RE: Normalizing transcoders from Tex Texin on 2007-11-30 (www-international@w3.org from October to December 2007)

From: Tex Texin <tex@yahoo-inc.com>
Date: Thu, 29 Nov 2007 23:12:10 -0800
To: "Martin Duerst" <duerst@it.aoyama.ac.jp>, <www-international@w3.org>
Message-ID: <012AB2B223CB3F4BB846962876F47217712DC7@SNV-EXVS08.ds.corp.yahoo.com>

Martin, that is interesting news.

When converting utf-8 to 1258 does it also change characters that are not available as composed characters in 1258 to their combining forms?
Most transcoders would error or convert to ?.
 
Tex

-----Original Message-----
From: www-international-request@w3.org [mailto:www-international-request@w3.org] On Behalf Of Martin Duerst
Sent: Thursday, November 29, 2007 11:01 PM
To: www-international@w3.org
Subject: Normalizing transcoders


[This is mostly a topic for a/the WG, related to normalization and the Normalization part of the Character Model, but I'm sending it here because expecting wider input.]

The Character Model: Normalization introduces the concept of a Normalizing Transcoder (http://www.w3.org/TR/charmod-norm/#sec-NormalizingTranscoder).

Up to yesterday, I was under the impression that such transcoders are mostly of theoretical existence. But yesterday, I discovered that the gnu iconv implementation on my cygwin system implemented a normalizing transcoder for windows-1258 -> UTF-8.
Windows-1258 is probably the most widely used legacy encoding for Vietnamese, and Vietnamese is in practice the language most in need for a clear normalization policy.
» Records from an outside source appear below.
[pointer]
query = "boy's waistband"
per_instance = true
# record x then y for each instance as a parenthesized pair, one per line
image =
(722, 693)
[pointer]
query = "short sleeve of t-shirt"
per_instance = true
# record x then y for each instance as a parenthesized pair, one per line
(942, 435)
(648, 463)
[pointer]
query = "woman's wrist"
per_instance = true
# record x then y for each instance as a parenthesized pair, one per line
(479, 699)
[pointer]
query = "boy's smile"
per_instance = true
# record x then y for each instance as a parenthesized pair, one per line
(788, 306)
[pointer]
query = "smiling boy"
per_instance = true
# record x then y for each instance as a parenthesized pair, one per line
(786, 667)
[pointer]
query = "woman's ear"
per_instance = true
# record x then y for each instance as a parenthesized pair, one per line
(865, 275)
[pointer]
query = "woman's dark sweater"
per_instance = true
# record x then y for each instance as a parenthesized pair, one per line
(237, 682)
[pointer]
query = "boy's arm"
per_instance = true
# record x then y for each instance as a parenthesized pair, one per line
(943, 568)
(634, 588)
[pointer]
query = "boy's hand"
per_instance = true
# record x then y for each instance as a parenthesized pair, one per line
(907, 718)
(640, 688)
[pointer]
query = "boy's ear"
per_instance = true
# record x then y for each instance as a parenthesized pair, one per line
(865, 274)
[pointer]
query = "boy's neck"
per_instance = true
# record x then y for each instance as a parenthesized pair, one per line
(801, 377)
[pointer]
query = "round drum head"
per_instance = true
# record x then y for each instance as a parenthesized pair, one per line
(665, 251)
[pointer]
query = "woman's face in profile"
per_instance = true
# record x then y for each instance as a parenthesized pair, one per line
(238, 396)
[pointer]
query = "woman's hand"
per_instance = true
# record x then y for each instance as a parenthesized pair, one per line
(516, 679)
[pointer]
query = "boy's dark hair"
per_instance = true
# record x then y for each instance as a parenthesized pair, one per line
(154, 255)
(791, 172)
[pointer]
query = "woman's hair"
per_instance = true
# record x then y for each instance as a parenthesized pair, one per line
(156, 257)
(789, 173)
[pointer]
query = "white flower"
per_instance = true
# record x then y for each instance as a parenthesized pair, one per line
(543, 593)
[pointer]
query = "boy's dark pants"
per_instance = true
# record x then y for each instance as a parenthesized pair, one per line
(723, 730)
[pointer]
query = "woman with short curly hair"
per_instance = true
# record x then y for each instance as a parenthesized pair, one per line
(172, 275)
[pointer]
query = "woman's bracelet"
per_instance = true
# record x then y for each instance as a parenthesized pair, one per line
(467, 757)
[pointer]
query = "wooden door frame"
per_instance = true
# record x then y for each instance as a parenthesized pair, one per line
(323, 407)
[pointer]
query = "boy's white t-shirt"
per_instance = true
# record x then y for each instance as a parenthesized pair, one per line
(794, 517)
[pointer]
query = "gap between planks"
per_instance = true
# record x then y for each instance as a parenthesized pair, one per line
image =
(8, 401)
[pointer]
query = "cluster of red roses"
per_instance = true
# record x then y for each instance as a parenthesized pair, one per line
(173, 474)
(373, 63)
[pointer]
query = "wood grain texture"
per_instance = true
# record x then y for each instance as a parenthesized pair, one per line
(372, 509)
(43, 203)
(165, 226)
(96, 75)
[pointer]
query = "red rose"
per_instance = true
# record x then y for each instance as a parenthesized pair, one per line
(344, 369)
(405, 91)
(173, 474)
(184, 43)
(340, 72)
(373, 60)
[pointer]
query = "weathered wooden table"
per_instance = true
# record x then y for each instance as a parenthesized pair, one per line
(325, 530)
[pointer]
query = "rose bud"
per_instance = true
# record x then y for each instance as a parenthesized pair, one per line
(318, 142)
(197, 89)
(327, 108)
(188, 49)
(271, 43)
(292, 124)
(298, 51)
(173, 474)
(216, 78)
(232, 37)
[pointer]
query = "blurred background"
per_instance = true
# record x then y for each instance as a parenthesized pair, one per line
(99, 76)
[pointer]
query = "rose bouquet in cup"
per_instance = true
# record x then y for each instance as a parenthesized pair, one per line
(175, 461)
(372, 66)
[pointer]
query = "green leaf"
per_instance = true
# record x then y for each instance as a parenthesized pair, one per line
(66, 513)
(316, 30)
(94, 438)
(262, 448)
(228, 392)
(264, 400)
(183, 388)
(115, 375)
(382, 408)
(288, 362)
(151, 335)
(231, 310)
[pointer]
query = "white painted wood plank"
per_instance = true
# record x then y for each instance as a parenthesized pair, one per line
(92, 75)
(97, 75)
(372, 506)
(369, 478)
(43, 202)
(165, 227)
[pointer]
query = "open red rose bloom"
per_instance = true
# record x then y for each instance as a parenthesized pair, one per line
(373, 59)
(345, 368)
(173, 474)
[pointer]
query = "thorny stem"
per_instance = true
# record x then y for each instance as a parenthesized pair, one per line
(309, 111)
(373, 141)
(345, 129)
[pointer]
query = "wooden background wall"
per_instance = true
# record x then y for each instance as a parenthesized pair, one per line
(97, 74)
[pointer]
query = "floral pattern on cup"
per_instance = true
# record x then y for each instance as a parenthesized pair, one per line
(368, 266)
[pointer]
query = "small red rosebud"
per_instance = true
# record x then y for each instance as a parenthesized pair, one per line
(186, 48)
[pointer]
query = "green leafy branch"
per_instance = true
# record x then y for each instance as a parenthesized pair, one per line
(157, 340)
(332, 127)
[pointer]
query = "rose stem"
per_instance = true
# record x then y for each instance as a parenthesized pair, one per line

I would like to take this as an opportunity to collect information on other normalizing transcoders. If you know of some, please reply to this mailing list.

Regards,     Martin.


#-#-#  Martin J. Du"rst, Assoc. Professor, Aoyama Gakuin University
#-#-#  http://www.sw.it.aoyama.ac.jp       mailto:duerst@it.aoyama.ac.jp

Received on Friday, 30 November 2007 07:12:26 UTC